Practise Recall To Memorise Large Blocks Of Text

Practise Recall To Memorise Large Blocks Of Text

Memorising a large block of text is incredibly hard, but the folks over at Productivity 501 have a simple method that involves recalling information instead of repeating it, by reducing large chunks of text to just a few letters.

You have a lot of different options for memorising large streams of text. An old favourite is the memory palace, where you lay out a string of words inside an imaginary palace. The method Productivity 501 talks about is all about reduction.

The first step is to get yourself familiar with the text. Read it out loud, copy it by hand, create a short outline, or have someone else read it to you. Once you have a general idea about the text, it’s time to come up with a way for your brain to memorise the least amount of information but still recall the words.

This means reducing the original text down to nothing but the first letter of each word. So, for the Gettysburg Address, you could memorise 278 words, or you could memorise 278 letters. The letters are much easier to remember, and you can recall the information just as quickly. The Gettysburg Address would end up looking this:

F s a s y a o f b f o t c, a n n, c i L, a d t t p t a m a c e. N w a e i a g c w, t w t n, o a n s c a s d, c l e. W a m o a g b-f o t w. W h c t d a p o t f, a a f r p f t w h g t l t t n m l. I i a f a p t w s d t. B, i a l s, w c n d – w c n c – w c n h – t g. T b m, l a d, w s h, h c i, f a o p p t a o d. T w w l n, n l r w w s h, b i c n f w t d h. I i f u t l, r, t b d h t t u w w t w f h h t f s n a. I i r f u t b h d t t g t r b u – t f t h d w t i d t t c f w t g t l f m o d – t w h h r t t d s n h d i v – t t n, u G, s h a n b o f – a t g o t p, b t p, f t p, s n p f t e.

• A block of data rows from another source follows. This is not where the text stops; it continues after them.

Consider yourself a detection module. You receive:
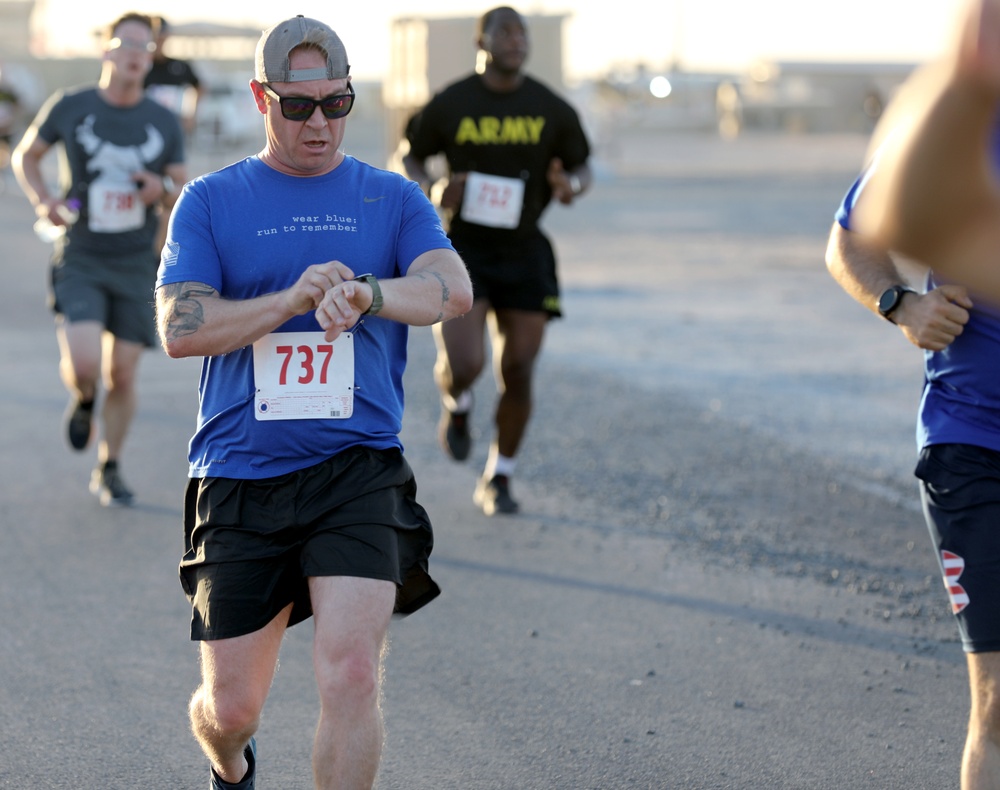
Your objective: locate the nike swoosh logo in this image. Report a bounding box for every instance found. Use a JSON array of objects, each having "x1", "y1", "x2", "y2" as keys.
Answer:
[{"x1": 364, "y1": 196, "x2": 386, "y2": 203}]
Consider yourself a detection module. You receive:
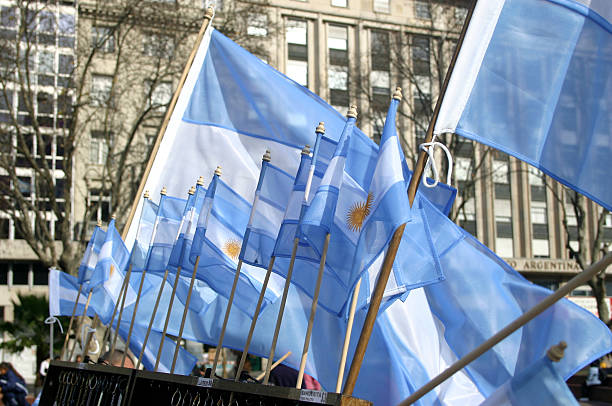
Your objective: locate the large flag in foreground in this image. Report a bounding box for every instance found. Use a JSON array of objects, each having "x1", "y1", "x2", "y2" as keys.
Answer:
[{"x1": 434, "y1": 0, "x2": 612, "y2": 211}]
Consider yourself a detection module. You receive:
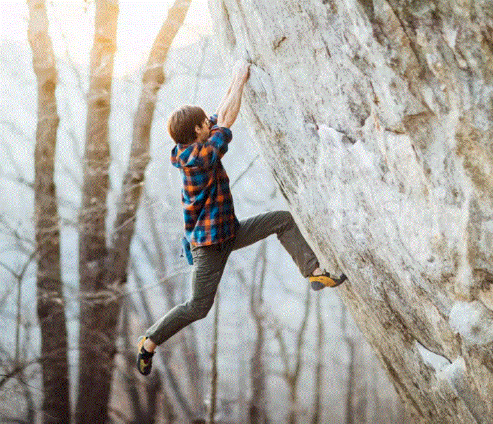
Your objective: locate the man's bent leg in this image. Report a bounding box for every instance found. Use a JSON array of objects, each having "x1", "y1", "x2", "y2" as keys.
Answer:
[
  {"x1": 232, "y1": 211, "x2": 319, "y2": 277},
  {"x1": 145, "y1": 244, "x2": 229, "y2": 346}
]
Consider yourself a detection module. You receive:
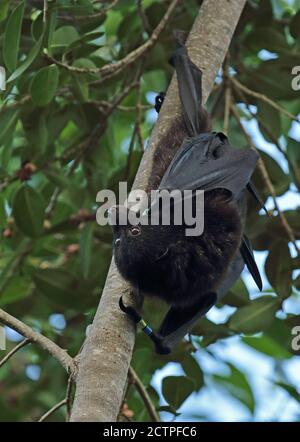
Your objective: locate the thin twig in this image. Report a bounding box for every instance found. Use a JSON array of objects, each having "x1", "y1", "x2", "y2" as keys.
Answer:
[
  {"x1": 38, "y1": 399, "x2": 67, "y2": 422},
  {"x1": 65, "y1": 376, "x2": 74, "y2": 422},
  {"x1": 59, "y1": 0, "x2": 119, "y2": 21},
  {"x1": 0, "y1": 339, "x2": 30, "y2": 368},
  {"x1": 128, "y1": 366, "x2": 160, "y2": 422},
  {"x1": 245, "y1": 102, "x2": 300, "y2": 191},
  {"x1": 90, "y1": 101, "x2": 152, "y2": 112},
  {"x1": 39, "y1": 371, "x2": 74, "y2": 422},
  {"x1": 125, "y1": 127, "x2": 137, "y2": 180},
  {"x1": 137, "y1": 0, "x2": 152, "y2": 35},
  {"x1": 223, "y1": 85, "x2": 231, "y2": 135},
  {"x1": 231, "y1": 76, "x2": 300, "y2": 123},
  {"x1": 0, "y1": 96, "x2": 31, "y2": 114},
  {"x1": 231, "y1": 104, "x2": 299, "y2": 255},
  {"x1": 135, "y1": 79, "x2": 144, "y2": 151},
  {"x1": 0, "y1": 308, "x2": 76, "y2": 376},
  {"x1": 232, "y1": 80, "x2": 300, "y2": 193},
  {"x1": 43, "y1": 0, "x2": 48, "y2": 23},
  {"x1": 45, "y1": 0, "x2": 180, "y2": 79}
]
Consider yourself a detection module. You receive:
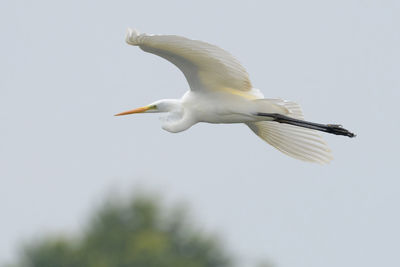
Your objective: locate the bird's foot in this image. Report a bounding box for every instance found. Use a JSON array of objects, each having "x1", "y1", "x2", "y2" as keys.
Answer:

It’s an interesting method that could prove useful in your memorisation toolkit. Head over to Productivity 501 for a full explanation of how this works, as well as a tool where you can take any text you want and automatically convert it to just the first letters.

How to Memorize Verbatim Text [Productivity 501]


  • Freaky occurrence of the week:
    Upon opening this article, my eyes went immediately to the block containing the letter by letter text. I didn’t know anything about this other than the summary that appeared on the list-of-stories page. IE, I knew it was something about memorizing characters instead of words, but that’s it.

    I looked at F s a s y a…. and ** I READ OUT ** Four score and seven years ago. I just KNEW what this was.

    Back in year 7, I had to memorize this for a school recital. It is still cluttering my brain. I did it by words, not by letters, though.

    Side note: I love learning hacks, and I’m way into using lists of key letters as pointers to the words behind them. But I would typically use fewer letters than the above. I’d pick out a key word in each phrase, grab its letter and use that. Or I’d leave out all the unimportant articles that could be inferred from the words around them anyway. Etc.